The İYİ Party leader was commenting on an encounter during her visit to the Kurdish majority southeastern province of Siirt, where a shop owner confronted her and called Turkey's southeast "Kurdistan."
"We are denied our mother tongue and our identities. The existence of Kurdistan is denied. We are against that," Cemil Taştekin told Akşener during her visit to Siirt's Kurtalan district last week.
"We exist. The people around you, your advisers are Kurdish. The place you are at right now is Kurdistan, but unfortunately it is denied in parliament," he told the nationalist leader, prompting police to briefly detain him for "making propaganda of a terrorist organization."
According to Akşener, whose failure to respond to Taştekin was slammed by the ruling Justice and Development Party (AKP) and its ally Nationalist Movement Party (MHP), the shop owner was a HDP member.
"The AKP and its minor partner are utterly bothered by our contacts with the people. That's why they're trying everything to hinder our visits," Akşener said.

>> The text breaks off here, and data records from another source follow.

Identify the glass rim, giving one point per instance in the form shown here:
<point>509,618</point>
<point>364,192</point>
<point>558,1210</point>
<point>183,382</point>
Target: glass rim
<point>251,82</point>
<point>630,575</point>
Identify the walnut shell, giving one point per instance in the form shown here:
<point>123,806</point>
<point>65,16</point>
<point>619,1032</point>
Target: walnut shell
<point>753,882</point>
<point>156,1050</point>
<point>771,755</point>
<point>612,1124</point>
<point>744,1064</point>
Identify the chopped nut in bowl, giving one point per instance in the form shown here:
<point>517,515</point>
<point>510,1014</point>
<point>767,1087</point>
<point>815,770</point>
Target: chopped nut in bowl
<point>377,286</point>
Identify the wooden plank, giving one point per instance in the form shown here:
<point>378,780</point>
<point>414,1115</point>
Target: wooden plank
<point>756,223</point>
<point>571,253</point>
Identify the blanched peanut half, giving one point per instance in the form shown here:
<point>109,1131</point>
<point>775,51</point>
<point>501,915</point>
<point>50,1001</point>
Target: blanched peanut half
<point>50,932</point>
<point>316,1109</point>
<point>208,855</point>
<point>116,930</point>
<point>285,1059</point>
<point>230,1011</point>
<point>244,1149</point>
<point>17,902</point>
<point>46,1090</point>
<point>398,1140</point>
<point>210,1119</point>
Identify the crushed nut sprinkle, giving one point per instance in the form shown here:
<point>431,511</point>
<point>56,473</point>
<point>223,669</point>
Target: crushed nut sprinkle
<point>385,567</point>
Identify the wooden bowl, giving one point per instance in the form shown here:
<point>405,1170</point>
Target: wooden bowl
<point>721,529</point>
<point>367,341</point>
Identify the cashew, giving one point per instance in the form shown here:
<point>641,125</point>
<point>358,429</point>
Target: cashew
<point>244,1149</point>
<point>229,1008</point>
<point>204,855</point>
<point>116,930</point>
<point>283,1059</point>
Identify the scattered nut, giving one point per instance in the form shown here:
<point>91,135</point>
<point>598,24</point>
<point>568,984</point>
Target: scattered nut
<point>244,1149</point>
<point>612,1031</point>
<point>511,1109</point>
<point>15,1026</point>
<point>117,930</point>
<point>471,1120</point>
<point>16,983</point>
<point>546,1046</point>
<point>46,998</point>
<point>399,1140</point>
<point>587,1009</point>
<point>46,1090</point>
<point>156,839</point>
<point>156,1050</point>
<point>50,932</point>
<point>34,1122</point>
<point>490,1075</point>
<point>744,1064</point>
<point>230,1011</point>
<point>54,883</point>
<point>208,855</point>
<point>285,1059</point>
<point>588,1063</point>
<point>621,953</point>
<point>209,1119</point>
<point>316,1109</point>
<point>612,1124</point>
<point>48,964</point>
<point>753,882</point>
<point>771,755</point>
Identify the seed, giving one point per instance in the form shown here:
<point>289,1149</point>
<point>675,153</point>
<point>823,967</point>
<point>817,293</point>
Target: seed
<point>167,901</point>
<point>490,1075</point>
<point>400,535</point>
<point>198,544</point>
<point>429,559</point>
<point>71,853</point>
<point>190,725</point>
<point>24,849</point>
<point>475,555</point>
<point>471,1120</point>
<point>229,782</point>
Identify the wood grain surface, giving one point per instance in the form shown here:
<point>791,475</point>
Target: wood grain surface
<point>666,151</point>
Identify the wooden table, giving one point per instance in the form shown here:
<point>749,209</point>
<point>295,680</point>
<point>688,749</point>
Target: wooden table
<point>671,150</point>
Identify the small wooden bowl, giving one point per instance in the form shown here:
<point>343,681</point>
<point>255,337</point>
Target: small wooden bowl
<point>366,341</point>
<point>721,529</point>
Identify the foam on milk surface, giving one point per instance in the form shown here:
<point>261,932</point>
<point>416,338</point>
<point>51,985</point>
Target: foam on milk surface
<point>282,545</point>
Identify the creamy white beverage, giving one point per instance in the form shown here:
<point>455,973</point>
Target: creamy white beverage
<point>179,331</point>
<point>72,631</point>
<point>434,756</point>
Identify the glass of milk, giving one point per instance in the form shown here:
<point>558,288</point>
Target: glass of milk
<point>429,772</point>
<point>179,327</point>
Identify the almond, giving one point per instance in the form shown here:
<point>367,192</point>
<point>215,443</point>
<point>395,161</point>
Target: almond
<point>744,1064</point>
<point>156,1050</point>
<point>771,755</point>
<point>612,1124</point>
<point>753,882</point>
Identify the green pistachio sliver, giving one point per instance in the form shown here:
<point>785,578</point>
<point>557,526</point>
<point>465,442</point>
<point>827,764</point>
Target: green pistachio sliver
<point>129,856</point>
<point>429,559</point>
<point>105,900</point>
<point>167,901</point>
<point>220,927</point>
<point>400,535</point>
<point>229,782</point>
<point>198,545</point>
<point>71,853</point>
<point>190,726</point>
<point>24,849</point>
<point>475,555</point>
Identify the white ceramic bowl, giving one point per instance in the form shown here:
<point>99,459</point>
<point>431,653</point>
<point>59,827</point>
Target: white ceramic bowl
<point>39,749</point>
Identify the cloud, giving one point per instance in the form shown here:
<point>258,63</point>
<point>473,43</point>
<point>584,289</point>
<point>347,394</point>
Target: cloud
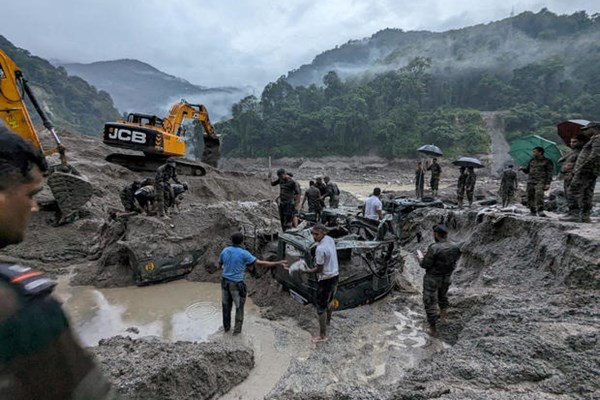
<point>226,42</point>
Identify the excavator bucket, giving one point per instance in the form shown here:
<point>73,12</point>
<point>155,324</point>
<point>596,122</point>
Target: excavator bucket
<point>212,150</point>
<point>71,191</point>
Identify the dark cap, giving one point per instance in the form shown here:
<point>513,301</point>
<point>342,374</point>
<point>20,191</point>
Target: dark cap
<point>592,124</point>
<point>441,229</point>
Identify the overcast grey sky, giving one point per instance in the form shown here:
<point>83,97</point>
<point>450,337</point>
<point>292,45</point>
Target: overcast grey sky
<point>227,42</point>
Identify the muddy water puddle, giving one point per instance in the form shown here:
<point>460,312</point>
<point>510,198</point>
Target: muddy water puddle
<point>184,311</point>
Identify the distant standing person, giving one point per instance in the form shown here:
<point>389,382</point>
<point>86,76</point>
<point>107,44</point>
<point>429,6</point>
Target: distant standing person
<point>460,187</point>
<point>289,197</point>
<point>127,196</point>
<point>234,259</point>
<point>333,192</point>
<point>470,181</point>
<point>162,184</point>
<point>439,262</point>
<point>322,188</point>
<point>539,169</point>
<point>567,168</point>
<point>436,171</point>
<point>312,195</point>
<point>508,185</point>
<point>373,205</point>
<point>419,180</point>
<point>587,169</point>
<point>327,270</point>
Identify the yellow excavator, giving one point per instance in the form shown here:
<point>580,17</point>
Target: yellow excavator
<point>161,138</point>
<point>70,189</point>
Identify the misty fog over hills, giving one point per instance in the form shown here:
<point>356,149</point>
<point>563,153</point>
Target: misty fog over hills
<point>498,47</point>
<point>139,87</point>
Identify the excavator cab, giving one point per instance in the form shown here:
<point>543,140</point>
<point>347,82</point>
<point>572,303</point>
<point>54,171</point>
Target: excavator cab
<point>70,189</point>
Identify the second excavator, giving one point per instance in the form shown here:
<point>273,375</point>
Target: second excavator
<point>70,189</point>
<point>161,138</point>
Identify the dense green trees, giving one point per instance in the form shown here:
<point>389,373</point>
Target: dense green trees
<point>435,99</point>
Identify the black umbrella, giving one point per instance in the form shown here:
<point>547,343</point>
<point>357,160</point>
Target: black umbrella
<point>468,162</point>
<point>430,150</point>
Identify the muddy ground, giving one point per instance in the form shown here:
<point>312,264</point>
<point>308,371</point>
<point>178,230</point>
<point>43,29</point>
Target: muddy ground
<point>523,323</point>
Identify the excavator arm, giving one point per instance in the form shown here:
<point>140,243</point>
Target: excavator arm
<point>198,112</point>
<point>70,189</point>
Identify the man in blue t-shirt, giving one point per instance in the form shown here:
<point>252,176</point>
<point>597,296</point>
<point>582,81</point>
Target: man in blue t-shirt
<point>234,259</point>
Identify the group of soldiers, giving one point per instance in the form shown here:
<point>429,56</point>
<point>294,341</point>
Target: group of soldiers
<point>155,195</point>
<point>580,169</point>
<point>289,197</point>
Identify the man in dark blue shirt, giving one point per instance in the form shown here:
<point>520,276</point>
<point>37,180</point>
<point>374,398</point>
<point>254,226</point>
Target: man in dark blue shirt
<point>234,259</point>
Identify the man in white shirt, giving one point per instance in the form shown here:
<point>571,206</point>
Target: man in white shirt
<point>327,270</point>
<point>373,206</point>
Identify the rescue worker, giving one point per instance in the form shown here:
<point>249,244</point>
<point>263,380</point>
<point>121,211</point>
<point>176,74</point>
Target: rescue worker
<point>587,168</point>
<point>333,192</point>
<point>439,262</point>
<point>436,171</point>
<point>539,169</point>
<point>508,185</point>
<point>40,357</point>
<point>419,180</point>
<point>327,270</point>
<point>460,187</point>
<point>127,196</point>
<point>470,180</point>
<point>322,188</point>
<point>567,167</point>
<point>373,206</point>
<point>162,184</point>
<point>234,259</point>
<point>289,198</point>
<point>313,196</point>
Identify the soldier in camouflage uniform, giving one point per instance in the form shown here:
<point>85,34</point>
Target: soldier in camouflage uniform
<point>568,168</point>
<point>587,168</point>
<point>460,189</point>
<point>419,180</point>
<point>127,196</point>
<point>333,192</point>
<point>508,185</point>
<point>439,263</point>
<point>162,184</point>
<point>40,357</point>
<point>470,184</point>
<point>539,169</point>
<point>436,171</point>
<point>289,198</point>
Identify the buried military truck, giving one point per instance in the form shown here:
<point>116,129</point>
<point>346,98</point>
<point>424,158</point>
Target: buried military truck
<point>366,268</point>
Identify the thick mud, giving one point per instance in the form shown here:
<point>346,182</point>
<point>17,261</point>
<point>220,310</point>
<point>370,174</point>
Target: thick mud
<point>523,323</point>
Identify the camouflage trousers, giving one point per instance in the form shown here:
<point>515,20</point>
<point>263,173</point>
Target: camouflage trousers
<point>461,195</point>
<point>435,293</point>
<point>334,201</point>
<point>535,196</point>
<point>581,193</point>
<point>507,196</point>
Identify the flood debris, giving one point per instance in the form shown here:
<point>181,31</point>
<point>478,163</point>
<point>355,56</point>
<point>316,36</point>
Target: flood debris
<point>149,368</point>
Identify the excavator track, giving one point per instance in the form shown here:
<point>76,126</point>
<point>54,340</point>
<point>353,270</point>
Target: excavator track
<point>71,191</point>
<point>147,164</point>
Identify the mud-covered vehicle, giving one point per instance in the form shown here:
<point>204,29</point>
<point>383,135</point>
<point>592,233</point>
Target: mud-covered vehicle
<point>366,268</point>
<point>149,269</point>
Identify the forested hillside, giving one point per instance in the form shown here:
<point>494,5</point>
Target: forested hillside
<point>70,101</point>
<point>139,87</point>
<point>397,90</point>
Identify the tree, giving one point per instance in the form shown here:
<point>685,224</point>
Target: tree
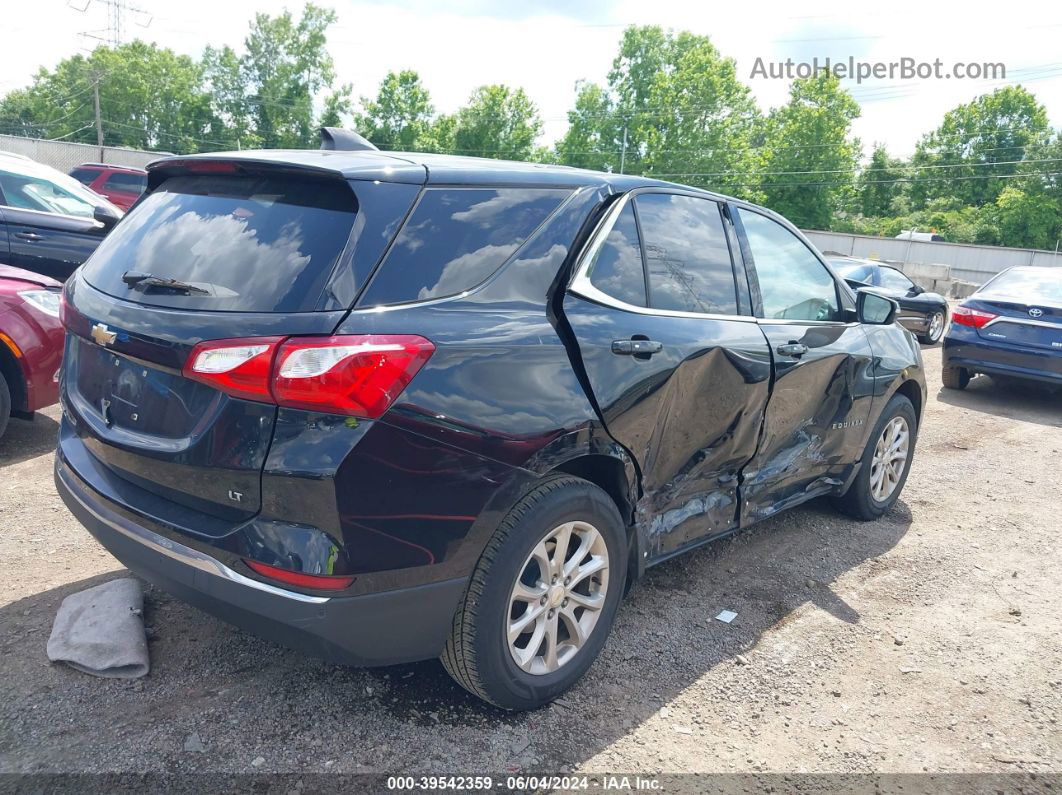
<point>701,131</point>
<point>400,116</point>
<point>971,156</point>
<point>150,98</point>
<point>1030,221</point>
<point>877,184</point>
<point>284,67</point>
<point>807,159</point>
<point>497,122</point>
<point>672,105</point>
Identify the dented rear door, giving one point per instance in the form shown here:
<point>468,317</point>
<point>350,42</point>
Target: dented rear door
<point>816,421</point>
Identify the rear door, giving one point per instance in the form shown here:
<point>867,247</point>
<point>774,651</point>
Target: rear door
<point>268,255</point>
<point>677,364</point>
<point>820,403</point>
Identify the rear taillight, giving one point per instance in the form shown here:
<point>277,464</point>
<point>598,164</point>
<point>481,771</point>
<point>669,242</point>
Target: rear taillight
<point>356,375</point>
<point>240,367</point>
<point>317,582</point>
<point>973,317</point>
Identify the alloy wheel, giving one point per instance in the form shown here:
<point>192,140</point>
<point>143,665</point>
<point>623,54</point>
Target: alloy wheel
<point>936,326</point>
<point>558,598</point>
<point>890,458</point>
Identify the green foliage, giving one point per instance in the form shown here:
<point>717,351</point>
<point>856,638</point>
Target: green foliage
<point>877,184</point>
<point>808,160</point>
<point>150,98</point>
<point>976,144</point>
<point>400,116</point>
<point>497,122</point>
<point>672,106</point>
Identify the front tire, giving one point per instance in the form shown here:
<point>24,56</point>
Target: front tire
<point>955,378</point>
<point>885,463</point>
<point>543,598</point>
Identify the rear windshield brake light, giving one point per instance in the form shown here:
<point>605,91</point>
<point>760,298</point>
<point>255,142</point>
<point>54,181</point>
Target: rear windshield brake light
<point>358,375</point>
<point>972,317</point>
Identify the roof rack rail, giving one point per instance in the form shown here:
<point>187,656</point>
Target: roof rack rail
<point>347,140</point>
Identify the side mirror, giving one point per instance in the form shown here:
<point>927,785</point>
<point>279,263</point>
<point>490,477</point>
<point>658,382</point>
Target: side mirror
<point>875,309</point>
<point>106,217</point>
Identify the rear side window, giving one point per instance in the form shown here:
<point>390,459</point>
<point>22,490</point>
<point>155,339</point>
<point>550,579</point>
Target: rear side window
<point>687,256</point>
<point>616,269</point>
<point>456,238</point>
<point>131,183</point>
<point>253,243</point>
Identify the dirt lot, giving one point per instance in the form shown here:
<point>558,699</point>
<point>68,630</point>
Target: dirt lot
<point>926,641</point>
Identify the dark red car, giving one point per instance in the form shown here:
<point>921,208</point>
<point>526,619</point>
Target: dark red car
<point>31,343</point>
<point>119,184</point>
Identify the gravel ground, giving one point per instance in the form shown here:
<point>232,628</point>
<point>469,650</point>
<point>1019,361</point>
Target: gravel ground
<point>925,641</point>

"Members of the People Alliance brought the agenda of the PKK to Turkey's agenda," she said, referring to the alliance of the AKP and MHP.
Akşener slammed both parties for keeping "Kurdistan" on their agenda since last week, as she called on them to "talk about the agenda of the people and not the PKK."
The İYİ Party's stance on the HDP is highly similar to that adopted by the AKP, which has been trying to criminalize the party for years.
Dozens of HDP members, including former co-chairs Selahattin Demirtaş and Figen Yüksekdağ, are imprisoned on charges related to the PKK.